Neural models of code have shown impressive performance for tasks such as predicting method names and identifying certain kinds of bugs. In this paper, we show that these models are vulnerable to adversarial examples, and introduce a novel approach for attacking trained models of code with adversarial examples. The main idea is to force a given trained model to make an incorrect prediction as specified by the adversary by introducing small perturbations that do not change the program’s semantics. To find such perturbations, we present a new technique for Discrete Adversarial Manipulation of Programs (DAMP). DAMP works by deriving the desired prediction with respect to the model’s inputs while holding the model weights constant and following the gradients to slightly modify the code.

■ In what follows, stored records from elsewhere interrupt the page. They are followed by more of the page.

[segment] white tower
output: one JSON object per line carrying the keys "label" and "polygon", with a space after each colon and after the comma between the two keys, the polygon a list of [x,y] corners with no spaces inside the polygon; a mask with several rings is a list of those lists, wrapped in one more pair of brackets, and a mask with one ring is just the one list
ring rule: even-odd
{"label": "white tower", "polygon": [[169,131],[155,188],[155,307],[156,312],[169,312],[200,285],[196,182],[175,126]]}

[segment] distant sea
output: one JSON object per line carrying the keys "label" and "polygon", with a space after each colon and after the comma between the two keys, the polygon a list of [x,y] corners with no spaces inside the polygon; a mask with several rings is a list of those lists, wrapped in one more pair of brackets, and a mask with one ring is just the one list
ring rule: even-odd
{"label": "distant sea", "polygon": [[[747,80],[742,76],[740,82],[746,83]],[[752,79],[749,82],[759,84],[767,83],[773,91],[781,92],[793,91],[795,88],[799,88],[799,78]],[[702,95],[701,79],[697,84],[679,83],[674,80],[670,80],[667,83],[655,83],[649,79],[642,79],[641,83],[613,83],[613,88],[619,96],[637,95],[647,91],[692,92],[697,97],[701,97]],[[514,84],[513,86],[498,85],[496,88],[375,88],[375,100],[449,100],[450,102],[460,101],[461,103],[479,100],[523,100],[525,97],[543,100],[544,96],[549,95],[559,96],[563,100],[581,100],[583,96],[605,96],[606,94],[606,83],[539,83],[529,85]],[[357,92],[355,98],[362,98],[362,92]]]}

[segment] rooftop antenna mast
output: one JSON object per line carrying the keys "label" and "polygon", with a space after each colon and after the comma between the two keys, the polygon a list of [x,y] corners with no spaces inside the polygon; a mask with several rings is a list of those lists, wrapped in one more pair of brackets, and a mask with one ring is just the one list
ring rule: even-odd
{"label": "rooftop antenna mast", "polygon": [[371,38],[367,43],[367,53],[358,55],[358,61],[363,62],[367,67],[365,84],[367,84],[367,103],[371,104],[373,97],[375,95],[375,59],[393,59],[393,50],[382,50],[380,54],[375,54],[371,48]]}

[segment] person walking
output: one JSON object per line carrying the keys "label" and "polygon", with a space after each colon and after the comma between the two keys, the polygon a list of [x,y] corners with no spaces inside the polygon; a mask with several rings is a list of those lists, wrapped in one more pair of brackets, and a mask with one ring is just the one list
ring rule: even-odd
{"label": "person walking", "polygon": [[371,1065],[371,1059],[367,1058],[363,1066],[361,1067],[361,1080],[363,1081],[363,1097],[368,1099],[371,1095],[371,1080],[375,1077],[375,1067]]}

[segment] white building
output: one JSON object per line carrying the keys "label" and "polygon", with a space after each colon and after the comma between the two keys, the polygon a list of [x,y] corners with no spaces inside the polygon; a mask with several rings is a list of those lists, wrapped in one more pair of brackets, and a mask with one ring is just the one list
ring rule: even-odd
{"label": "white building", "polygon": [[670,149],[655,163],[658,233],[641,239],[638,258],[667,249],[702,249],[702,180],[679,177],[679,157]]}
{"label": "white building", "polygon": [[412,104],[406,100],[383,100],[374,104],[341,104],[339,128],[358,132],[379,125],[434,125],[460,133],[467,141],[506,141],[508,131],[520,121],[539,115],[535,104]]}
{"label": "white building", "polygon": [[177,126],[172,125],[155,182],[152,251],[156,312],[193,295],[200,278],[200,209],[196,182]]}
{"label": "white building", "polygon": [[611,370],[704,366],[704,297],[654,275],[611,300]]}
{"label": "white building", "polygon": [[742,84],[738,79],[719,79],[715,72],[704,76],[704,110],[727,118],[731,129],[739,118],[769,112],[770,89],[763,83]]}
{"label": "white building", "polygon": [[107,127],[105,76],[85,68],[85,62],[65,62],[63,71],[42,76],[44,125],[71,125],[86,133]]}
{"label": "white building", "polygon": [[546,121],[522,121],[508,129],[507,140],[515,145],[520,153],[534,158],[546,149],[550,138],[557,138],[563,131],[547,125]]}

To defend a model against such attacks, we propose placing a defensive model (Anti-DAMP) in front of it. Anti-DAMP detects unlikely mutations and masks them before feeding the input to the downstream model.
We show that our DAMP attack is effective across three neural architectures: code2vec, GGNN, and GNN-FiLM, in both Java and C#. We show that DAMP has up to 89% success rate in changing a prediction to the adversary’s choice (“targeted attack”), and a success rate of up to 94% in changing a given prediction to any incorrect prediction (“non-targeted attack”). By using Anti-DAMP, the success rate of the attack drops drastically for both targeted and non-targeted attacks, with a minor penalty of 2% relative degradation in accuracy while not performing under attack.